Xu-Chen commented 1 week ago

@Xu-Chen Please share your config.json and quantize_config.json so I can check the specs of your quantized model.

config.json

{
  "_name_or_path": "./DeepSeek-V2-Chat",
  "architectures": [
    "DeepseekV2ForCausalLM"
  ],
  "attention_bias": false,
  "attention_dropout": 0.0,
  "attn_implementation": "flash_attention_2",
  "auto_map": {
    "AutoConfig": "configuration_deepseek.DeepseekV2Config",
    "AutoModel": "modeling_deepseek.DeepseekV2Model",
    "AutoModelForCausalLM": "modeling_deepseek.DeepseekV2ForCausalLM"
  },
  "aux_loss_alpha": 0.001,
  "bos_token_id": 100000,
  "eos_token_id": 100001,
  "ep_size": 1,
  "first_k_dense_replace": 1,
  "hidden_act": "silu",
  "hidden_size": 5120,
  "initializer_range": 0.02,
  "intermediate_size": 12288,
  "kv_lora_rank": 512,
  "max_position_embeddings": 163840,
  "model_type": "deepseek_v2",
  "moe_intermediate_size": 1536,
  "moe_layer_freq": 1,
  "n_group": 8,
  "n_routed_experts": 160,
  "n_shared_experts": 2,
  "norm_topk_prob": false,
  "num_attention_heads": 128,
  "num_experts_per_tok": 6,
  "num_hidden_layers": 60,
  "num_key_value_heads": 128,
  "pretraining_tp": 1,
  "q_lora_rank": 1536,
  "qk_nope_head_dim": 128,
  "qk_rope_head_dim": 64,
  "quantization_config": {
    "bits": 4,
    "checkpoint_format": "gptq",
    "damp_percent": 0.01,
    "desc_act": false,
    "group_size": 32,
    "lm_head": false,
    "meta": {
      "quantizer": "gptqmodel:0.9.1"
    },
    "model_file_base_name": null,
    "model_name_or_path": null,
    "quant_method": "gptq",
    "static_groups": false,
    "sym": true,
    "true_sequential": false
  },
  "rms_norm_eps": 1e-06,
  "rope_scaling": {
    "beta_fast": 32,
    "beta_slow": 1,
    "factor": 40,
    "mscale": 0.707,
    "mscale_all_dim": 0.707,
    "original_max_position_embeddings": 4096,
    "type": "yarn"
  },
  "rope_theta": 10000,
  "routed_scaling_factor": 16.0,
  "scoring_func": "softmax",
  "seq_aux": true,
  "tie_word_embeddings": false,
  "topk_group": 3,
  "topk_method": "group_limited_greedy",
  "torch_dtype": "bfloat16",
  "transformers_version": "4.41.2",
  "use_cache": true,
  "v_head_dim": 128,
  "vocab_size": 102400
}

quantize_config.json

{
  "bits": 4,
  "group_size": 32,
  "desc_act": false,
  "static_groups": false,
  "sym": true,
  "lm_head": false,
  "damp_percent": 0.01,
  "true_sequential": false,
  "model_name_or_path": "./DeepSeek-V2-Chat-gptq-int4",
  "model_file_base_name": "model",
  "quant_method": "gptq",
  "checkpoint_format": "gptq",
  "meta": {
    "quantizer": "gptqmodel:0.9.1"
  }
}
Qubitium commented 1 week ago

@Xu-Chen To confirm, did you have inference problem with GPTQMode.from_quantized() too or is the inference issue localized to vLLM?

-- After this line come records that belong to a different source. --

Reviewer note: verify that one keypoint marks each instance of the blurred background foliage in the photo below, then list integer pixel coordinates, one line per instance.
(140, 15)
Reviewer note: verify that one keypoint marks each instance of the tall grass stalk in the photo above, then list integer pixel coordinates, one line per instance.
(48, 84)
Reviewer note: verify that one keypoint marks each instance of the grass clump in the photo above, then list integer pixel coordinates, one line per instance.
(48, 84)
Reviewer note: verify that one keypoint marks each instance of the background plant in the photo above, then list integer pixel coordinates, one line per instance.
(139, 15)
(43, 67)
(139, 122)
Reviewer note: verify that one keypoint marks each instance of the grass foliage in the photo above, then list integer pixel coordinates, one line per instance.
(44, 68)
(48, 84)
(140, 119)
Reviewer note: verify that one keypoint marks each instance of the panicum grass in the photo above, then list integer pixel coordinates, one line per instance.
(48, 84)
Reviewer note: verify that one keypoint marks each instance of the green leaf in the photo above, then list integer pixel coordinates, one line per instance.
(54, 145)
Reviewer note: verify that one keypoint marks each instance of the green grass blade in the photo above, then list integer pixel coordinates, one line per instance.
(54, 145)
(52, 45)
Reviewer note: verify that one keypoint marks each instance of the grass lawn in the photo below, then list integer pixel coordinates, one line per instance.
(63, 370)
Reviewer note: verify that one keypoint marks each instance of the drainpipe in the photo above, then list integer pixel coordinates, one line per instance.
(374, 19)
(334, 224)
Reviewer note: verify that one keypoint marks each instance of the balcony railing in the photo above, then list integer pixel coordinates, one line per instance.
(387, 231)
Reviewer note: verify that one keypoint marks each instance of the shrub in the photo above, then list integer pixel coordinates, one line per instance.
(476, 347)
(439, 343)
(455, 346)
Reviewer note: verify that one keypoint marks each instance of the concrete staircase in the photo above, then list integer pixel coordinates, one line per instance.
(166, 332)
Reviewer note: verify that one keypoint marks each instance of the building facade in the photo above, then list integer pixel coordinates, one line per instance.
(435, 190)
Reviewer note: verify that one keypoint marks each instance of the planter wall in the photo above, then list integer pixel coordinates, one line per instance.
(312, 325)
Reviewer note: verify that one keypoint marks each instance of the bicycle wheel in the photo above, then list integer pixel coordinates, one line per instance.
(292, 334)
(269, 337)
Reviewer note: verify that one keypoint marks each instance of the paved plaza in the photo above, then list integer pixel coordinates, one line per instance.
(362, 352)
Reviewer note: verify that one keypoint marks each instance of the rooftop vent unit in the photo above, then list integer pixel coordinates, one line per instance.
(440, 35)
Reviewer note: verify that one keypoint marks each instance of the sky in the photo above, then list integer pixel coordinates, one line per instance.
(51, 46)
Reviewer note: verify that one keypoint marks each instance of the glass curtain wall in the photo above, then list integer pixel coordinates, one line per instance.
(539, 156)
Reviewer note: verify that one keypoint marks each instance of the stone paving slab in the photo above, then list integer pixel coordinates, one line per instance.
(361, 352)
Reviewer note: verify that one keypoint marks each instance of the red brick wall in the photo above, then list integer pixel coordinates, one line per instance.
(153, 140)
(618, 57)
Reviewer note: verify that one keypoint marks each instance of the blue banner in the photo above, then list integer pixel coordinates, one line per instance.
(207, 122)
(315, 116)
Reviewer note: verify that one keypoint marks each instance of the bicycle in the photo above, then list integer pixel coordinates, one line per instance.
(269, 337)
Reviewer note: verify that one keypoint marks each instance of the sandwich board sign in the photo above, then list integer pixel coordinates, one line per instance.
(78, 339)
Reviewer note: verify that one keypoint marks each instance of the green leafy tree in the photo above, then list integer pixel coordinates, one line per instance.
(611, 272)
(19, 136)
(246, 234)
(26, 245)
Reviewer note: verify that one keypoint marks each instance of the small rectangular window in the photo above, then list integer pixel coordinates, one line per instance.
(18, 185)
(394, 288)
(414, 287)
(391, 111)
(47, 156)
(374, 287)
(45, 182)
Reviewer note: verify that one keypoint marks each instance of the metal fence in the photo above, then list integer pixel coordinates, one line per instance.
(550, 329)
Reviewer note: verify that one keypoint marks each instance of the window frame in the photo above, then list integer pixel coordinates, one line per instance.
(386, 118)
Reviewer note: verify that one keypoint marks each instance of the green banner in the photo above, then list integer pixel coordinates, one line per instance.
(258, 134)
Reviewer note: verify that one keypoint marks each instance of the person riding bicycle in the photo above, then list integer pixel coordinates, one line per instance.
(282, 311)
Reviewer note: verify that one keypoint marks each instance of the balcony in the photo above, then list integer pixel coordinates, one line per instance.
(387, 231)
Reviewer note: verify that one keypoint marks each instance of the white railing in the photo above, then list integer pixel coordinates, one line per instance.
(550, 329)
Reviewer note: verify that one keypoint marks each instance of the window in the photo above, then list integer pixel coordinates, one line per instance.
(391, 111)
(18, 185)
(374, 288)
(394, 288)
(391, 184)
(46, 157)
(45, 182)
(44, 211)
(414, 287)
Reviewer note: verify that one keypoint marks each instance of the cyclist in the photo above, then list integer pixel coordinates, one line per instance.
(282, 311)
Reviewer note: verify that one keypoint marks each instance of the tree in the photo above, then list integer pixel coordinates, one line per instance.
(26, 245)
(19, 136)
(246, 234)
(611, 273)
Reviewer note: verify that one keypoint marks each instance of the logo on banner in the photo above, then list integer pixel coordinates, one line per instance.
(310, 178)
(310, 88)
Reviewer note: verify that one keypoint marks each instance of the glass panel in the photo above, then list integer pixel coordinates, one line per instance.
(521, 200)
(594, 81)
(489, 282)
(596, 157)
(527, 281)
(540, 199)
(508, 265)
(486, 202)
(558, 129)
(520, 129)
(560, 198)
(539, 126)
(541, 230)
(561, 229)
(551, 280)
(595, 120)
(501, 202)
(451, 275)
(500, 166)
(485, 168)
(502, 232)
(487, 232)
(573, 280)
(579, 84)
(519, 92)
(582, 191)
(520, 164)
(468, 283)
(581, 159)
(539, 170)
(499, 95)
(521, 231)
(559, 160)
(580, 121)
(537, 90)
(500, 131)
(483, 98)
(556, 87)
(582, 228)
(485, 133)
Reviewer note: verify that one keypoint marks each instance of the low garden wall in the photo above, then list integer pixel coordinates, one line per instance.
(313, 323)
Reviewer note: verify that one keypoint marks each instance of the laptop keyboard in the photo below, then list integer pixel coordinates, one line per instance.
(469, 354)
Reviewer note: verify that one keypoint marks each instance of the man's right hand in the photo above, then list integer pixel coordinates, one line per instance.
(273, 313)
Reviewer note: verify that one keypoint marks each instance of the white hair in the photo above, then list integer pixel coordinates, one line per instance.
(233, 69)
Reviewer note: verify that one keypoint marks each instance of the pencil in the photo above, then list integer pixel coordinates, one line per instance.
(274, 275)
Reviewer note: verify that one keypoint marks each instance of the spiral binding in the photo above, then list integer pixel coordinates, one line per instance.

Xu-Chen commented 1 week ago

@Xu-Chen To confirm, did you have inference problem with GPTQMode.from_quantized() too or is the inference issue localized to vLLM?

The inference issue localized to vLLM. I will try GPTQMode.from_quantized() .

Qubitium commented 1 week ago

Ref: https://github.com/vllm-project/vllm/issues/5343#issuecomment-2154882419

@Xu-Chen vllm currently does not support quantized MoE models except Mixtral.

Xu-Chen commented 1 week ago

Ref: vllm-project/vllm#5343 (comment)

@Xu-Chen vllm currently does not support quantized MoE models except Mixtral.

I try GPTQMode.from_quantized(),but the quantized model's output is error, eg "GPTQModel is !!!!!!!!!!!!!!!!!!", repeatedly outputs the character "!". Will re-quantify this model.

Qubitium commented 1 week ago

What calibration sataset and size of calib data did you use? Also please use something other than "GPTQModel is..." as prompt test since it would just hallucinate on unknown info.